Look for warning signs
Dr Amin said parents must look out for red flags in their children, including refusal to eat, severe weight loss, emotional instability, menstrual irregularity, gland swelling and marks on the knuckles from inducing vomit.
"These signs don't go on for one or two days, but for months or years. Warning signs of anorexia include rapid weight loss, which can be noticed, whereas in bulimia, the weight often stays the same, which is why it is harder to spot."
She said the child must be referred to a doctor and a psychiatrist for immediate help. "If a parent feels something odd is going on, then it probably is."
She also warned parents to notice if their child goes to the restroom right after eating or spends a long time in the washroom. "The child with bulimia might eat a lot in front of the parents, and make sure the parents see, then they go to the toilet and purge, use enema or laxatives." Dr Amin stressed that doctors today are receiving cases with patients battling both anorexia and bulimia. She said parents have an imperative role in detecting the illness and must also notice dangerous signs, including marks on the child's hands or body from self-harm, functional decline or sudden low grades in school, as well as isolation and mood swings.
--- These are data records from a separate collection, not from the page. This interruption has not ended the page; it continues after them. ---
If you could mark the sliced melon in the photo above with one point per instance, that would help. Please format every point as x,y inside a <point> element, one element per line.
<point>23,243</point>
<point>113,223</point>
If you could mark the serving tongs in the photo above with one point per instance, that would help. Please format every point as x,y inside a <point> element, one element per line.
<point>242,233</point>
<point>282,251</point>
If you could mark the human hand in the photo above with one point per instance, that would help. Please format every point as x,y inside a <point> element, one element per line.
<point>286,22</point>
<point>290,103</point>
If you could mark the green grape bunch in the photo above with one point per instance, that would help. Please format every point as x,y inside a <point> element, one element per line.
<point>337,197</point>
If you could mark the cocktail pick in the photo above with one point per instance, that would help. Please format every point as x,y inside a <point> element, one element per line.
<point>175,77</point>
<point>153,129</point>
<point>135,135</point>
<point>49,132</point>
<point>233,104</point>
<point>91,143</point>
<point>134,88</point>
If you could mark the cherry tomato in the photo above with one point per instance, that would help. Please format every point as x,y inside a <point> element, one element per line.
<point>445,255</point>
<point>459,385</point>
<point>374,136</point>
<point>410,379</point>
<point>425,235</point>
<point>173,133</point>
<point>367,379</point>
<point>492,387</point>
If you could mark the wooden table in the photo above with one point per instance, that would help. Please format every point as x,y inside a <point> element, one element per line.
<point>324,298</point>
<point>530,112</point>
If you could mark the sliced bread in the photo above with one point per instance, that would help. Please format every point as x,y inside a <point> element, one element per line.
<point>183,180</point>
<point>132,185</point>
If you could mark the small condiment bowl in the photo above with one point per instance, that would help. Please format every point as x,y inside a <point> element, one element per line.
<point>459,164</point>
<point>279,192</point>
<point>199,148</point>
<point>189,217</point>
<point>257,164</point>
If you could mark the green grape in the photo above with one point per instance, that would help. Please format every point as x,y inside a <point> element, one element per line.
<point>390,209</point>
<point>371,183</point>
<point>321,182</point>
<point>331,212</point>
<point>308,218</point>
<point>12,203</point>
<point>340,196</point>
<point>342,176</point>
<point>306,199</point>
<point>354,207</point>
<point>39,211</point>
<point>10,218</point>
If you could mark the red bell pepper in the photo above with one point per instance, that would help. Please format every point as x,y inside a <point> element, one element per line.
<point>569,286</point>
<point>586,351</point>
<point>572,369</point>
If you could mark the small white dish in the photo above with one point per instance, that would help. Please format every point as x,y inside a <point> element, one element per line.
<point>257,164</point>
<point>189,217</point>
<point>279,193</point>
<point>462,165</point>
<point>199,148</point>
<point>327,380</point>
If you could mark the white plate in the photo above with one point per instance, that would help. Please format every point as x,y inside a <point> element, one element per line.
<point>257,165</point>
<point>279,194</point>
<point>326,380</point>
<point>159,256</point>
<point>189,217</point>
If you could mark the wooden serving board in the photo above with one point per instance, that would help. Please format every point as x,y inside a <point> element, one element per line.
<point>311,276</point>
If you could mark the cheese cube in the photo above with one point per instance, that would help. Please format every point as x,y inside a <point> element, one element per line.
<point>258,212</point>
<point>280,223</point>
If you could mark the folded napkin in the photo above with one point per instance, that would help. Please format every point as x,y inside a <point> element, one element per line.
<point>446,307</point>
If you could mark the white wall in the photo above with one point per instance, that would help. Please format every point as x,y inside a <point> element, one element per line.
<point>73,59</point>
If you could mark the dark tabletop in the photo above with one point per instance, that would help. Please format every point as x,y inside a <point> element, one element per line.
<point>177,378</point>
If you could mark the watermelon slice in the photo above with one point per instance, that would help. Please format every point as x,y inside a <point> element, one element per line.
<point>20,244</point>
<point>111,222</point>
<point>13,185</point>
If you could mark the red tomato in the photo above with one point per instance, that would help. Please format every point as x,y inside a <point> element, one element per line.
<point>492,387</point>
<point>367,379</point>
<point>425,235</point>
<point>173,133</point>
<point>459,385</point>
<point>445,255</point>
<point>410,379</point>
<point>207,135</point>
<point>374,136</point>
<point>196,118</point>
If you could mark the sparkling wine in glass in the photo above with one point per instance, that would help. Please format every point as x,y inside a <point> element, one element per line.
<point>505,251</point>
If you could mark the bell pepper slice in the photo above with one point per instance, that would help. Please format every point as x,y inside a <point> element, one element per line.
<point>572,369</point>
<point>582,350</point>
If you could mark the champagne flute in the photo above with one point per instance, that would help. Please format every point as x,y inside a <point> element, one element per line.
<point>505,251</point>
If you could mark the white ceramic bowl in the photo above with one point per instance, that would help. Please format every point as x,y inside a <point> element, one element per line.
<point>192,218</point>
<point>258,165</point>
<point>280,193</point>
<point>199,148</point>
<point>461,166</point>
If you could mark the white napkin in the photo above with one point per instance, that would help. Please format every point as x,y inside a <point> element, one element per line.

"Parents must not ignore it because it can lead to emotional and psychological disturbances. Eating disorder is a psychiatric illness."
Inducing vomit may even trigger cancer over time, she warned. She noted that social media and peer pressure also have a lot to do with the rise in cases. "The fashion industry and social media, where airbrushed images of what a woman's body should ideally look like, is affecting our children."
She stressed that there are countless hidden cases of teenagers and young adults suffering from eating disorders but, "have not come out yet - sometimes it can take years to seek help". "They might only seek help when the body weight is dangerously low, because they end up admitted to ER and require hospitalisation for days." Eating disorders can be fatal, particularly in anorexia, if the body weight is 80-85 per cent less than expected or if the BMI is less than or equal to 15 - which is severe to extreme.
"This is when the patient must be hospitalised and doctors must re-feed the patient. The patient will also require behavioural therapy, psychotherapy and medication to control the eating disorder.